Wednesday, January 28, 2009

Implementing a Simple Internal Database or Application Cloud - Part I

A “simple cloud”? That comes across as an oxymoron of sorts since there’s nothing seemingly simple about cloud computing architectures. And further, what do DBAs and app admins have to do with the cloud, you ask? Well, cloud computing offers some exciting new opportunities for both Operations DBAs and Application DBAs – models that are relatively easy to implement, and bring immense value to IT end-users and customers.

The typical large data center environment has already embraced a variety of virtualization technologies at the server and storage levels. Add-on technologies offering automation and abstraction via service oriented architecture (SOA) are now allowing them to extend these capabilities up the stack – towards private database and application sub-clouds. These developments seem more pronounced in the banking, financial services and managed services sectors. However while working on Data Palette automation projects at Stratavia, every once-in-a-while I do come across IT leaders, architects and operations engineering DBAs in other industries as well, that are beginning to envision how specific facets of private cloud architectures can enable them to service their users and customers more effectively (while also compensating for the workload for some of their colleagues that have exited their companies due to the ongoing economic turmoil). I wanted to specifically share here some of the progress in database and application administration with regard to cloud computing.

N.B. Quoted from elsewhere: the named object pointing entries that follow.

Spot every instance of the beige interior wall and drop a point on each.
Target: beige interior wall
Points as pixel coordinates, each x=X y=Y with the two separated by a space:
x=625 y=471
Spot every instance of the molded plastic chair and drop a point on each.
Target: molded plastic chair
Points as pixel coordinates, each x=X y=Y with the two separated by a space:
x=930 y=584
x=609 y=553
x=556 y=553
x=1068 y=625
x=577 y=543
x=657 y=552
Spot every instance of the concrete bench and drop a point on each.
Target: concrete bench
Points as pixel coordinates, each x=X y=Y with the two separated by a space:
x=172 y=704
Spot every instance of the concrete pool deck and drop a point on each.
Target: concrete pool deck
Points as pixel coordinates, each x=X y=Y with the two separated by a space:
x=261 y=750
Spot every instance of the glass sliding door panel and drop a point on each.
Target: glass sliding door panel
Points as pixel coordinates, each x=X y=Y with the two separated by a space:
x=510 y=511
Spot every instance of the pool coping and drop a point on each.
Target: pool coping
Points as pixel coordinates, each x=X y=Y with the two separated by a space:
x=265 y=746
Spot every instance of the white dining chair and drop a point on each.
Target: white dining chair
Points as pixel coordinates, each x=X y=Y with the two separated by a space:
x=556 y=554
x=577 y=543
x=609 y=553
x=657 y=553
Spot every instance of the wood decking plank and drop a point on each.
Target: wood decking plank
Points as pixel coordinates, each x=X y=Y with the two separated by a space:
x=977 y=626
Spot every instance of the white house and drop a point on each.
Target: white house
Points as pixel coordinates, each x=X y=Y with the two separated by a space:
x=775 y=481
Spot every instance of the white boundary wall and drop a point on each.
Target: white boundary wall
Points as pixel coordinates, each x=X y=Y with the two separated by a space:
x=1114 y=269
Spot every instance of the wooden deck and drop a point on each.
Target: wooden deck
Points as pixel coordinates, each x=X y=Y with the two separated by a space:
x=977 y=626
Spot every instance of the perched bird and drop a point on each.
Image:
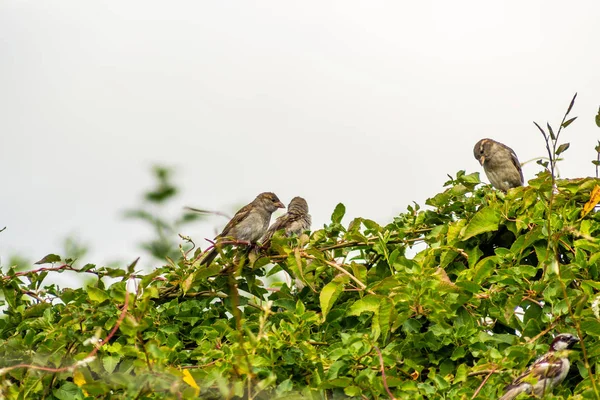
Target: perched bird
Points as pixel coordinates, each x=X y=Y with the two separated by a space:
x=295 y=221
x=546 y=372
x=249 y=223
x=500 y=164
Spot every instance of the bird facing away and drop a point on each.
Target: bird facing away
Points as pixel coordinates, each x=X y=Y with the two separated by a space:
x=546 y=372
x=295 y=221
x=500 y=163
x=249 y=223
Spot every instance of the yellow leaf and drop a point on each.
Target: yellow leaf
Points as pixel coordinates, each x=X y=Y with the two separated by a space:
x=187 y=378
x=594 y=199
x=78 y=378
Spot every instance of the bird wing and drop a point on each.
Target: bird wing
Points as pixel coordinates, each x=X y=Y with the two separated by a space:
x=546 y=367
x=239 y=216
x=280 y=223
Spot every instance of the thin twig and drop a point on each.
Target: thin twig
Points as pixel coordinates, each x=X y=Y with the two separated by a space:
x=387 y=389
x=343 y=271
x=88 y=358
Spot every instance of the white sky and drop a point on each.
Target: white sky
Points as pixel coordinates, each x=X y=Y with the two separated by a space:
x=366 y=103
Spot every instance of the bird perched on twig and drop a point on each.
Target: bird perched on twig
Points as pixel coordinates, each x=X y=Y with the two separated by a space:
x=249 y=223
x=546 y=372
x=295 y=221
x=500 y=163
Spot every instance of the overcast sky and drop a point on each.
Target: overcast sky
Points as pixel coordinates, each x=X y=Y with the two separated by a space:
x=368 y=103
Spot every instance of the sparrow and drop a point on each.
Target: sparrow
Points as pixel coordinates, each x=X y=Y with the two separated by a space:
x=248 y=224
x=546 y=372
x=295 y=221
x=500 y=163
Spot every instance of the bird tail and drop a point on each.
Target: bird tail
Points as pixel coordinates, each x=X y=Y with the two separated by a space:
x=209 y=258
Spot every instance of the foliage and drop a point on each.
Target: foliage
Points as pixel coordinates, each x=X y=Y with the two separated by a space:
x=164 y=243
x=446 y=301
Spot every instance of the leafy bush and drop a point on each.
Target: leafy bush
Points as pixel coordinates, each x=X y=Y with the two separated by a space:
x=450 y=301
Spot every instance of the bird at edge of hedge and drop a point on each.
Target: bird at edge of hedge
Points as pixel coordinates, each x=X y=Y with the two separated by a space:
x=546 y=372
x=248 y=224
x=295 y=221
x=500 y=163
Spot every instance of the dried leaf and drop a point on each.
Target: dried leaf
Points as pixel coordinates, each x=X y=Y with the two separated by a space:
x=594 y=199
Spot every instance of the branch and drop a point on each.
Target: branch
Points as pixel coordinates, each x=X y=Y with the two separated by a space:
x=343 y=271
x=387 y=389
x=89 y=358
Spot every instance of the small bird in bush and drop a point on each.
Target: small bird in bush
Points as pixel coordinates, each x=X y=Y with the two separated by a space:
x=546 y=372
x=295 y=221
x=249 y=223
x=500 y=164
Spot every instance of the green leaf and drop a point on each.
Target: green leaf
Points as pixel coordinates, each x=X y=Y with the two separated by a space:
x=338 y=213
x=49 y=259
x=110 y=363
x=567 y=123
x=591 y=327
x=562 y=148
x=68 y=391
x=486 y=220
x=329 y=294
x=97 y=295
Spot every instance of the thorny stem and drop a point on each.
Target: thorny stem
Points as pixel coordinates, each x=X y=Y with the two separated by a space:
x=383 y=377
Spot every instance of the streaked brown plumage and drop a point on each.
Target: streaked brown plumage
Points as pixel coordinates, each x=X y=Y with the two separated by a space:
x=500 y=163
x=546 y=372
x=295 y=221
x=249 y=223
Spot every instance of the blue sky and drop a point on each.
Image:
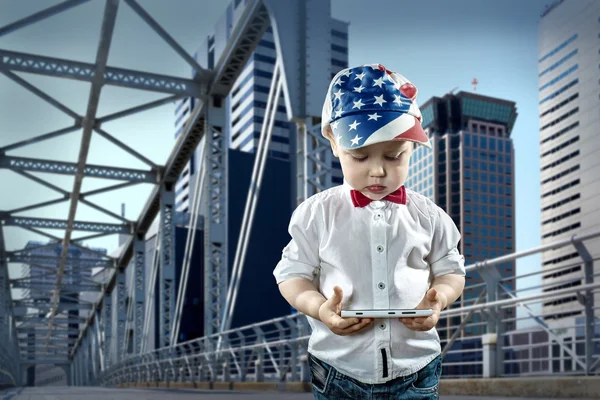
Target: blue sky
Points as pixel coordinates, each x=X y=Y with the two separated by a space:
x=438 y=45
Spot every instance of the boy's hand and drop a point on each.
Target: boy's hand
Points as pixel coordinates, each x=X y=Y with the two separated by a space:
x=432 y=300
x=329 y=314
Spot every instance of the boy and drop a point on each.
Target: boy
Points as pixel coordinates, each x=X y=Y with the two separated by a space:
x=372 y=244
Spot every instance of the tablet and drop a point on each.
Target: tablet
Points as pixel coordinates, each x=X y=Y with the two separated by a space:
x=391 y=313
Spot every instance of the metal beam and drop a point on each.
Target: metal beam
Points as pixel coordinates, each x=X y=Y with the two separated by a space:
x=66 y=168
x=244 y=38
x=13 y=257
x=75 y=288
x=251 y=25
x=61 y=68
x=45 y=304
x=108 y=25
x=47 y=223
x=137 y=109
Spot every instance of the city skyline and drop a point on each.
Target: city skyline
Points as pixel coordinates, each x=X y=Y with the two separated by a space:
x=359 y=52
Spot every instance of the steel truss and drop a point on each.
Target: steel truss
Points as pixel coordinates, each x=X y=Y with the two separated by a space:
x=108 y=326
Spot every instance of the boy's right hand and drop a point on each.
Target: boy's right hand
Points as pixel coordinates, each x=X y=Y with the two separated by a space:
x=330 y=311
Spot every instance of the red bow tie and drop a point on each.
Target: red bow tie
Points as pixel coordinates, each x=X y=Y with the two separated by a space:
x=360 y=200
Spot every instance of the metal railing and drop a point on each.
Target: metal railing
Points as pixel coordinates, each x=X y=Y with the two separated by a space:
x=482 y=335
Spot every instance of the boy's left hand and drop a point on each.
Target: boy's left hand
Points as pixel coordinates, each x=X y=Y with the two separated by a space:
x=433 y=300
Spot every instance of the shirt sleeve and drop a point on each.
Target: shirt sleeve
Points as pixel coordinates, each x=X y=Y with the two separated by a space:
x=300 y=258
x=444 y=256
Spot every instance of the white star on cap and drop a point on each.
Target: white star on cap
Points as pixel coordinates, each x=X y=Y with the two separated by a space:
x=339 y=81
x=358 y=104
x=355 y=140
x=379 y=100
x=373 y=116
x=354 y=125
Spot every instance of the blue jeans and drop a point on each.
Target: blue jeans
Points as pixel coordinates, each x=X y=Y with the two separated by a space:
x=330 y=384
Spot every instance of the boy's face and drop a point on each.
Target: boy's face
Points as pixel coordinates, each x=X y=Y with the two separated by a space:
x=376 y=170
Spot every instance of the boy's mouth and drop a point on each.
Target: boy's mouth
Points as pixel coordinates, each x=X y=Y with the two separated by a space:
x=375 y=188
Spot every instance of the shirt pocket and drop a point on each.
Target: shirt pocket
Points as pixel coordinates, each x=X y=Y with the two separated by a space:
x=411 y=277
x=331 y=276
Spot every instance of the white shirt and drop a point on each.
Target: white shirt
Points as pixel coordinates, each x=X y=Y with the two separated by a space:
x=382 y=256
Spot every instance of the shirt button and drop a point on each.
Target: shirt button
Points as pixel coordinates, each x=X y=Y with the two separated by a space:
x=377 y=204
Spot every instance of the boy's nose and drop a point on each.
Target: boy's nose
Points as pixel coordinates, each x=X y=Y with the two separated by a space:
x=377 y=170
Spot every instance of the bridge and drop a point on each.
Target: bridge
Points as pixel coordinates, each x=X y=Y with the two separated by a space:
x=498 y=341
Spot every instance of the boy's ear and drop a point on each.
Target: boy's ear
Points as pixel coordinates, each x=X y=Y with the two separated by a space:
x=332 y=142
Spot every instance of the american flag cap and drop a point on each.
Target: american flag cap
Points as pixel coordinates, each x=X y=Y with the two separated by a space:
x=370 y=104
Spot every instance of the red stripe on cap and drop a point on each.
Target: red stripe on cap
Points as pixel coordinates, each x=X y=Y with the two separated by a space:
x=415 y=134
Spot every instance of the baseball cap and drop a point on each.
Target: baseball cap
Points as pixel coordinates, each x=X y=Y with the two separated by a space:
x=370 y=104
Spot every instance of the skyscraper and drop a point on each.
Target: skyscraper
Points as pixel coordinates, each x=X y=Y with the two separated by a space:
x=469 y=172
x=41 y=274
x=569 y=75
x=247 y=100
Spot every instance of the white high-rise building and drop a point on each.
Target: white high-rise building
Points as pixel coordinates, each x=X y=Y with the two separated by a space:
x=247 y=100
x=569 y=104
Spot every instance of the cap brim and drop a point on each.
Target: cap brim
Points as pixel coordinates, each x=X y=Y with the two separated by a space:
x=391 y=127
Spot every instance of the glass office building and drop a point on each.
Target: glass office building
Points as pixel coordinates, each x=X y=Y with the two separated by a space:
x=469 y=173
x=569 y=79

So, for those database and application admins that haven’t had a lot of exposure to cloud computing (which BTW, is a common situation since most IT admins and operations DBAs are dealing with boatloads of “real-world hands-on work” rather than participating in the next evolution of database deployments), let’s take a moment to understand what it is and its relative benefits. An “application” in this context, refers to any enterprise-level app - both 3rd party (say, SAP or Oracle eBusiness Suite) as well as home-grown N-Tier apps that have a fairly large footprint. Those are the kind of applications that get maximum benefit from the cloud. Hence I use the word “data center asset” or simply “asset” to refer to any type of database or application. However at times, I do resort to specific database terminology and examples, which can be extrapolated to other application and middleware types as well.

Essentially a cloud architecture refers to a collection of data center assets (say, database instances, or just schemas to allow more granularity) that are dynamically provisioned and managed throughout their lifecycle – based on pre-defined service levels. This lifecycle covers multiple areas starting with deployment planning (e.g., capacity, configuration standards, etc.), provisioning (installation, configuration, patching and upgrades) and maintenance (space management, logfile management, etc.) extending all the way to incident and problem management (fire-fighting, responding to brown-outs and black-outs), and service request management (e.g., data refreshes, app cloning, SQL/DDL release management, and so on). All of these facets are managed centrally such that the entire asset pool can be viewed and controlled as one large asset (effectively virtualizing that asset type into a “cloud”).

Here’s a picture representing a fully baked database cloud implementation (if the picture is blurry, click on it to open up a clearer version):

As I had mentioned in a prior blog entry, there are multiple components that have come together to enable a cloud architecture. But more on that later. Let’s look at database/application specific attributes of a cloud (you could read it as a list of requirements for a database cloud).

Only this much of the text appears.